How to serve a British person tea
British people love tea. It's not just a tasty drink. It heals us when we're sad, it warms us when we're cold. It provides a prop for us to console one another, and a talking point when we're socialising. Tea is part of our culture, it's ingrained in who we are.
'Would you like a cup of tea?'
When a British person is sad, or it's raining outside, or it's a little cold - and it does get very cold in Britain quite frequently, be sure to offer them a cup of tea. It's a symbol of care, a way of saying 'hey, things are going to be ok again, just sip this delicious, hot, milky cup of tea, and my affection will melt away all the bad things that are upsetting you.'
Step 1: Select your apparatus
When you make tea for a British person, you need the following apparatus. Do not, I repeat, do not just boil a tea kettle and pour the boiling hot water onto a tea bag in a cup.A) A teapot (preferably bone china, with a pretty pattern)

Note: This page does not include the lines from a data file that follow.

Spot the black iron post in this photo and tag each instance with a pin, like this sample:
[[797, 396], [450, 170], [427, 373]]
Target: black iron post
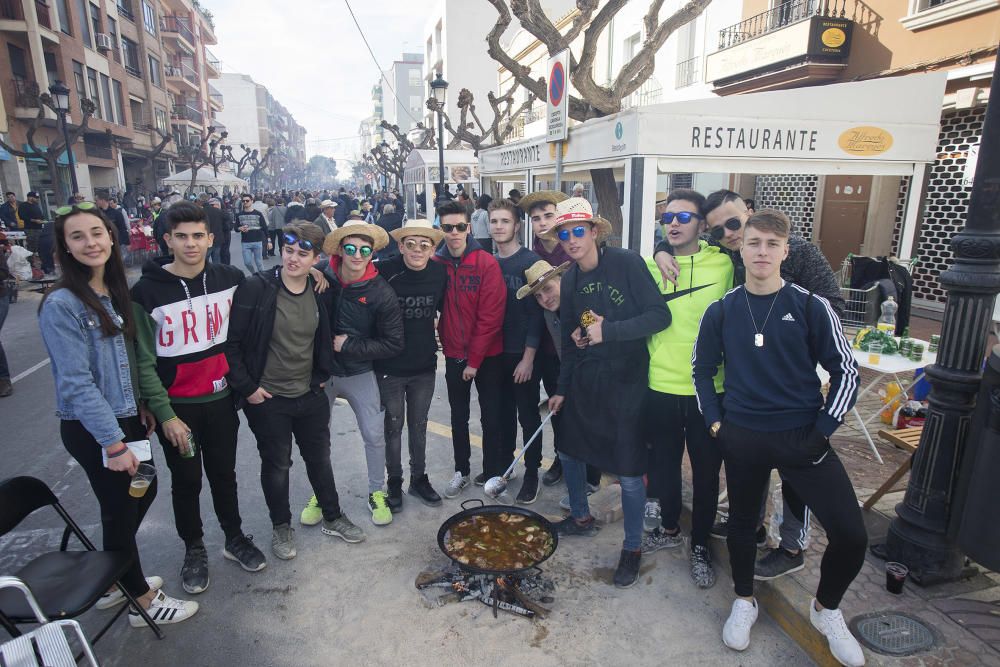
[[922, 535]]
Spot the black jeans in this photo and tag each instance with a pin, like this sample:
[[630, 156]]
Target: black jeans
[[459, 395], [121, 514], [214, 426], [273, 423], [821, 484], [518, 404], [671, 421], [409, 398]]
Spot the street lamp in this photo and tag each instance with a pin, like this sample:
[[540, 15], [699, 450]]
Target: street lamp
[[439, 89], [60, 101]]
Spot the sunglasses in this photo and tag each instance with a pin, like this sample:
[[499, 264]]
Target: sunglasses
[[413, 244], [291, 239], [578, 232], [683, 217], [733, 225], [351, 250], [80, 206]]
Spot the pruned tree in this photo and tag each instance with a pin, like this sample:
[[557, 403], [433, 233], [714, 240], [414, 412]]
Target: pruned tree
[[56, 146]]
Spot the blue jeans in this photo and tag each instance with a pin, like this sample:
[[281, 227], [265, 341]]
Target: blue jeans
[[253, 254], [633, 499]]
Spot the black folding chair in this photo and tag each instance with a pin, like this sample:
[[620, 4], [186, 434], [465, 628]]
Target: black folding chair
[[65, 583]]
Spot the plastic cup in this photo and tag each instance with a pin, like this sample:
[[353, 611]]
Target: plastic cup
[[874, 353], [895, 575], [144, 476]]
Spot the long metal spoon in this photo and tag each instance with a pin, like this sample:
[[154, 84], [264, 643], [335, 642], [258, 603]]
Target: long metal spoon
[[497, 485]]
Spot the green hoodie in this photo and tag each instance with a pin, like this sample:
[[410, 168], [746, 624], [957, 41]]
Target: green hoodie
[[704, 277]]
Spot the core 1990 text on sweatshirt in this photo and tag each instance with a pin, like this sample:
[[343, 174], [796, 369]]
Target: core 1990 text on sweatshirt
[[774, 387]]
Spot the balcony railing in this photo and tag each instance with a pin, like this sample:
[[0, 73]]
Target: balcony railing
[[186, 112], [778, 18], [181, 70], [688, 72], [179, 26], [25, 93]]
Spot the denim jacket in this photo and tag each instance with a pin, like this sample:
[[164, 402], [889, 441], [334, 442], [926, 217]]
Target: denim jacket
[[93, 379]]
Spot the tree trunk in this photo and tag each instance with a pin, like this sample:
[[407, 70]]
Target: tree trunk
[[609, 205]]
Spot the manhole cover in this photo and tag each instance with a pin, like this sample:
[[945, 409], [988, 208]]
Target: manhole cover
[[892, 633]]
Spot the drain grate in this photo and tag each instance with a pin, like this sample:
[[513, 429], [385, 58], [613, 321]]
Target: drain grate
[[893, 633]]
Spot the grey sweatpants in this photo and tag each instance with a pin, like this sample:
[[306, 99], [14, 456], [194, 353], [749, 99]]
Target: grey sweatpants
[[361, 392]]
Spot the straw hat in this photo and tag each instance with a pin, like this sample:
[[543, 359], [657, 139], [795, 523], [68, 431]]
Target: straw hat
[[574, 210], [417, 227], [355, 228], [538, 274], [547, 196]]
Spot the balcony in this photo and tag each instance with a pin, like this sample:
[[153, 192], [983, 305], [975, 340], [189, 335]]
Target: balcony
[[178, 28], [188, 113], [803, 42]]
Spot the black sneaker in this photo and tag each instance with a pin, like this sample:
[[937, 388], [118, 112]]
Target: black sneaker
[[553, 475], [422, 489], [702, 572], [569, 526], [394, 499], [242, 550], [194, 572], [776, 563], [627, 572]]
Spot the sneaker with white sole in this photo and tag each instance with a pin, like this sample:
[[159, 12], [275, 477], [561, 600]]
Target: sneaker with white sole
[[457, 484], [736, 631], [830, 623], [164, 610], [651, 515], [114, 597]]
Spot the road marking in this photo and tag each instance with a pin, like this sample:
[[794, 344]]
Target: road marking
[[21, 376]]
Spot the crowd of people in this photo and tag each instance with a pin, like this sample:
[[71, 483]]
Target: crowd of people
[[709, 346]]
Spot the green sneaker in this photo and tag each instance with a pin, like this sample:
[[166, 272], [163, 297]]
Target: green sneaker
[[311, 513], [381, 515]]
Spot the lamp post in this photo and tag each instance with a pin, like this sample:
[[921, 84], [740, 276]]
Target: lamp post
[[439, 88], [60, 100]]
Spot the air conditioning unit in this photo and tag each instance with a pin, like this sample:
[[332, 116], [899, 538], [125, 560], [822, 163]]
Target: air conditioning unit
[[103, 41]]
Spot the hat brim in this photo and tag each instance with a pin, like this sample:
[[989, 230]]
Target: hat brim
[[333, 240], [435, 235], [603, 228], [546, 196], [535, 286]]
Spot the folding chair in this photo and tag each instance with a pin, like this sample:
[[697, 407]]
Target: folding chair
[[64, 583], [48, 646]]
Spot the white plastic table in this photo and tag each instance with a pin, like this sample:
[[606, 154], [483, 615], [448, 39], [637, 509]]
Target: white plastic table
[[889, 364]]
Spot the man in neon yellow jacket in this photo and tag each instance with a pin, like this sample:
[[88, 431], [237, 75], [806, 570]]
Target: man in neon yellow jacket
[[671, 409]]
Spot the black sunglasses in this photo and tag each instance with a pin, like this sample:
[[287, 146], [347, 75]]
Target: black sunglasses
[[291, 239], [733, 224]]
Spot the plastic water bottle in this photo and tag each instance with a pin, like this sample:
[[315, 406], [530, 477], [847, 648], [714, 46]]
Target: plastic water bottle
[[887, 322]]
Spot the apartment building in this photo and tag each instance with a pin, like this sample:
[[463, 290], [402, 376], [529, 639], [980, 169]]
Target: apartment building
[[793, 43], [254, 118]]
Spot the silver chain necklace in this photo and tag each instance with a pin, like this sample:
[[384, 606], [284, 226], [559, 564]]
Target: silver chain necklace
[[208, 308], [758, 338]]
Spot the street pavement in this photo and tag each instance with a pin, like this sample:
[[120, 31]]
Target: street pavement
[[338, 603]]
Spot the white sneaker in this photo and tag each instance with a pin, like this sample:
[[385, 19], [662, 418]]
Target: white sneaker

B) A tea strainer (because you are going to be using loose leaf tea, not terrible tea bags)
C) Tea cups (not a coffee mug - thin lipped, with a thin handle)
D) Loose leaf tea (somewhere like Whittards in the UK or Teavanna in the US will provide you with what you need, go for something mid-bodied if you're not sure what your British friend likes, for instance Breakfast tea, or Assam)
E) Milk, although don't offer milk if you are serving green tea, Earl Grey or a light tasting tea like Lapsung Oolum as it spoils the taste
F) Sugar because when you're having a bad day, hot tea with sugar is the best thing in the world.